Aber ich hatte die Mordwaffe doch in meiner Hand gehalten. Das Blut des Toten hatte an meinem Hemd und an meinen Händen geklebt. Unvorteilhafterweise ruhten Messer und Hemd inzwischen auf dem Grund des Circular Canal, und meine Hände waren längst wieder sauber. Sicher verschlossen in meiner Almirah lagen natürlich noch das geborgte Hemd und der Chador, aber die bewiesen gar nichts. Letzten Endes besaß ich keinerlei handfesten Beweis, dass überhaupt etwas geschehen war.

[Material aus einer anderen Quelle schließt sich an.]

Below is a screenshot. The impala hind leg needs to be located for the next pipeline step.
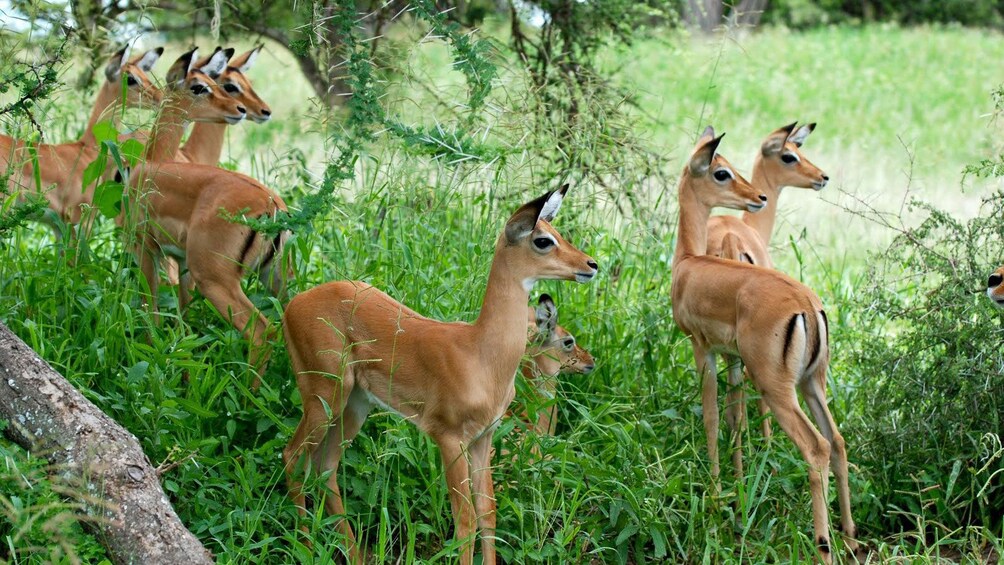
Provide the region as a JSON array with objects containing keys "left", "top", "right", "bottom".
[
  {"left": 725, "top": 356, "right": 746, "bottom": 481},
  {"left": 692, "top": 340, "right": 721, "bottom": 493},
  {"left": 754, "top": 383, "right": 833, "bottom": 563},
  {"left": 799, "top": 364, "right": 857, "bottom": 551},
  {"left": 314, "top": 387, "right": 370, "bottom": 563},
  {"left": 471, "top": 430, "right": 495, "bottom": 564},
  {"left": 433, "top": 434, "right": 477, "bottom": 565}
]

Ich zog lange an meiner Zigarette und bemühte mich, den Gedanken wieder aus meinem Kopf zu vertreiben. Der Mann war da gewesen, sagte ich mir. Die naheliegendste Erklärung lautete, dass Callaghan mich anlog. Seine Männer hatten die Leiche entdeckt, bei der es sich vermutlich um Fen Wang handelte, und Section H hatte ihn angewiesen, Stillschweigen zu bewahren. So musste es sein. Alles andere war reine Paranoia.

Auf meinem Schreibtisch wartete bereits eine dicke Akte auf mich. Auf dem Schildchen stand C. R. Das, und obenauf lag einen Notiz von Surrender-not. Er hatte herausbekommen, wo Das zu finden war. Der Deshbandhu hatte an diesem Nachmittag offenbar einen Termin am High Court.

5

Surrender-not und ich saßen auf der Rückbank eines Dienst- Wolseleys, ohne uns unserem Ziel zu nähern. Der Wagen stand zwar auf der Spur Richtung Strand Road, doch die letzten zehn Minuten hatten wir uns nicht von der Stelle bewegt. In der Ferne strahlte die helle Turmspitze des High Court in der Nachmittagssonne.

»Und Sie sind sicher, dass er da drin ist?«, fragte ich.

»Wenn er das nicht wäre, würden wir hier nicht feststecken«, antwortete Surrender-not.